Вернувшись в Лондон, Брайан все больше времени проводил на вечеринках. Он переселился с Анитой в более обширную и невероятно красивую квартиру-студию на Кортфилд-роуд возле станции метро «Глостер-роуд». Облицованная деревом галерея, 31-футовый подвал с чуланом и спальня — галерея над студией, в которую можно было попасть только по веревочной лестнице — этот дом стал магнитом для всех красивейших людей столицы. На одной из стен квартиры Брайан вместе с Анитой нарисовал странную картину: огромного орла со звездой Давида на груди, который вперил свой взгляд на надгробие, над которым нависла черная туча. Самые громкие имена в рок-н-ролле выстраивались в очередь для того, чтобы посетить жилище Брайана — эти светловолосые хозяин и хозяйка стали стержнем социальной жизни богемного Лондона. Его роман с Анитой был как никогда в фокусе внимания СМИ, и постоянно циркулировали слухи о том, что эта пара вскоре поженится. Боба Дилана — как считали, очень близкого человека Брайана, — прочили шафером на их свадьбе. Но Брайан снова пресек эти слухи.

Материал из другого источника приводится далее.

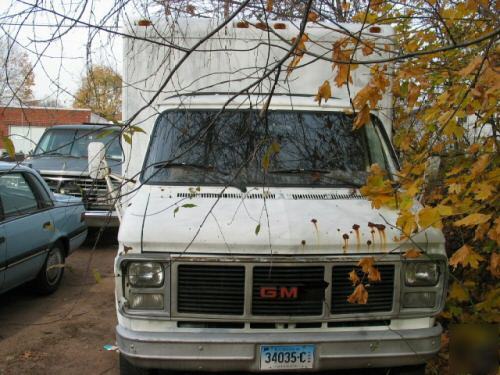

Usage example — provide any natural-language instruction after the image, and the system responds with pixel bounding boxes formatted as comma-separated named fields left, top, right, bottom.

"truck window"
left=34, top=128, right=122, bottom=160
left=142, top=110, right=392, bottom=188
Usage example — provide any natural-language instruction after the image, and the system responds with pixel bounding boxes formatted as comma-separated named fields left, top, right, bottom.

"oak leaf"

Новым синглом «Роллинг Стоунз» в этот период стал “19th Nervous Breakdown” — напористый, агрессивный номер, хотя на обеих сторонах Атлантики его наивысшей позицией был №2 — первый сингл из прошлых пяти, не достигших вершины хит-парада. Его название было недалеко от состояния духа Брайана. Все пятеро «Стоунз» чувствовали усталость от нового года, будучи на гастролях с середины февраля до начала апреля, когда они переезжали от одной беснующейся толпы к другой в Австралии и Новой Зеландии, плюс дополнительное турне по Европе.

Вспышки насилия на концертах становились теперь все сильнее. Мику наложили несколько швов на правом глазу, когда в него запустили стулом на сцене в Марселе. Битвы фанов с полицией имели место во всех столицах, что обычно выливалось в массовые аресты и тысячи фунтов ущерба. Их бегства с концертов стали еще более нервными и стремительными.

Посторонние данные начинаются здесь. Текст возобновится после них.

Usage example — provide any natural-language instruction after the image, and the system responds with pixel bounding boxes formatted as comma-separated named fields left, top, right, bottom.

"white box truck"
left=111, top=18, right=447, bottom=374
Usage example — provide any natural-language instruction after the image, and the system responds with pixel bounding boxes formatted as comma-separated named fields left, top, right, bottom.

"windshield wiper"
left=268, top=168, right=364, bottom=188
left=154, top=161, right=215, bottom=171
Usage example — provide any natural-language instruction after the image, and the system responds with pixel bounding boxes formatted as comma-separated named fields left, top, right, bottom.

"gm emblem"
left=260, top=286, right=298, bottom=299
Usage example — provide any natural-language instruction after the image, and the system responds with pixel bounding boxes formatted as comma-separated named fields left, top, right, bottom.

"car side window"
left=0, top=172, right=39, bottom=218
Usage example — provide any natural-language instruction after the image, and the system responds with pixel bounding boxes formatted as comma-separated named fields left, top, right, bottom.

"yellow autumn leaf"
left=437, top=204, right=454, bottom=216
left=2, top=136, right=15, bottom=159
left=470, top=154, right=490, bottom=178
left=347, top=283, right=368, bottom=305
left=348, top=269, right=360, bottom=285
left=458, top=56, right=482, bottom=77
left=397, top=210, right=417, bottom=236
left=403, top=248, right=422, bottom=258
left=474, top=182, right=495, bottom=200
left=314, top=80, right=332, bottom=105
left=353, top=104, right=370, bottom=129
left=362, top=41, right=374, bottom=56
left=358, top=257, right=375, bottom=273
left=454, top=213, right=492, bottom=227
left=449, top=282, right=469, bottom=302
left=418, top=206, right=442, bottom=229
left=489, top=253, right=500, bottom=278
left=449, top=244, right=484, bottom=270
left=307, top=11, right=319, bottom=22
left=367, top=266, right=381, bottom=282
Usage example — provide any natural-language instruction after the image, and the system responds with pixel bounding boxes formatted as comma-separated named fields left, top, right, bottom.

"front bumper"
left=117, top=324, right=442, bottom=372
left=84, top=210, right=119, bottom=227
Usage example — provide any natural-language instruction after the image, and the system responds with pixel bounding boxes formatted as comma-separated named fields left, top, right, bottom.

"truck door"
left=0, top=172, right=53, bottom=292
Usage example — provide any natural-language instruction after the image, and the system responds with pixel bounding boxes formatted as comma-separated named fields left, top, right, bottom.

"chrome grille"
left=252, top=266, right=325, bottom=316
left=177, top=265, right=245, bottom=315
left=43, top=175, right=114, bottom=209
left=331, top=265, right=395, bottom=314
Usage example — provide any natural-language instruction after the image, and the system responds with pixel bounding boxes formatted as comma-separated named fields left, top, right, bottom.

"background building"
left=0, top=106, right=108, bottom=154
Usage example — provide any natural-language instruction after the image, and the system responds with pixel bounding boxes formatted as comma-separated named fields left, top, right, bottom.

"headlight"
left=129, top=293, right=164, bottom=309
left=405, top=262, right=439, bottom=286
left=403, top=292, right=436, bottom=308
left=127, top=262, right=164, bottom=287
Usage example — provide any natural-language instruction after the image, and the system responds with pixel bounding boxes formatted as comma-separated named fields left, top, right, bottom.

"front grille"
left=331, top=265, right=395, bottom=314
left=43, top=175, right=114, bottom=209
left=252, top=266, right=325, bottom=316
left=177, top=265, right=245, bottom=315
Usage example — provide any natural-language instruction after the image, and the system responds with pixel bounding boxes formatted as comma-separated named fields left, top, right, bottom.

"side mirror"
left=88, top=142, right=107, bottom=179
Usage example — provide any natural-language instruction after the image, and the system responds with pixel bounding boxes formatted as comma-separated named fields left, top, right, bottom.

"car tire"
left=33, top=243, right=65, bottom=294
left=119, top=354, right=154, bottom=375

«Роллинги» уже несколько месяцев работали над своим 4-м альбомом “Aftermath”, который должен был выйти в апреле. Это был первый альбом, составленный исключительно из песен Джаггера-Ричардса, но его сила заключается не столько в этом, сколько в той изобретательности, которую Брайан проявил в записи этих композиций. С неугасающей пытливостью Брайан нарушал все правила, когда приносил в студию инструменты, которые в рок-музыке никто и не мечтал использовать — флейты, клавесин и цимбалы. Во многом это были инструменты, которые мало кто когда-либо видел в своей жизни; он сам учился играть на них и привносил интеллигентное, новое и изысканное звучание в мир рока. Таланты Брайана простирались и далее: он открыл в себе способности блестящего аранжировщика. Интуитивно он знал, какой звук подойдет для той или иной композиции, которые ему предлагала авторская пара «Стоунз». Здесь им никто не управлял. Группа и звукорежиссеры смотрели на него с подчеркнутым удивлением — никто никогда не знал, какой инструмент Брайан принесет с собой в студию в следующий раз. Когда его творческая энергия расцветала буйным цветом, он устанавливал стандарты для всех, кто играл вместе с ним.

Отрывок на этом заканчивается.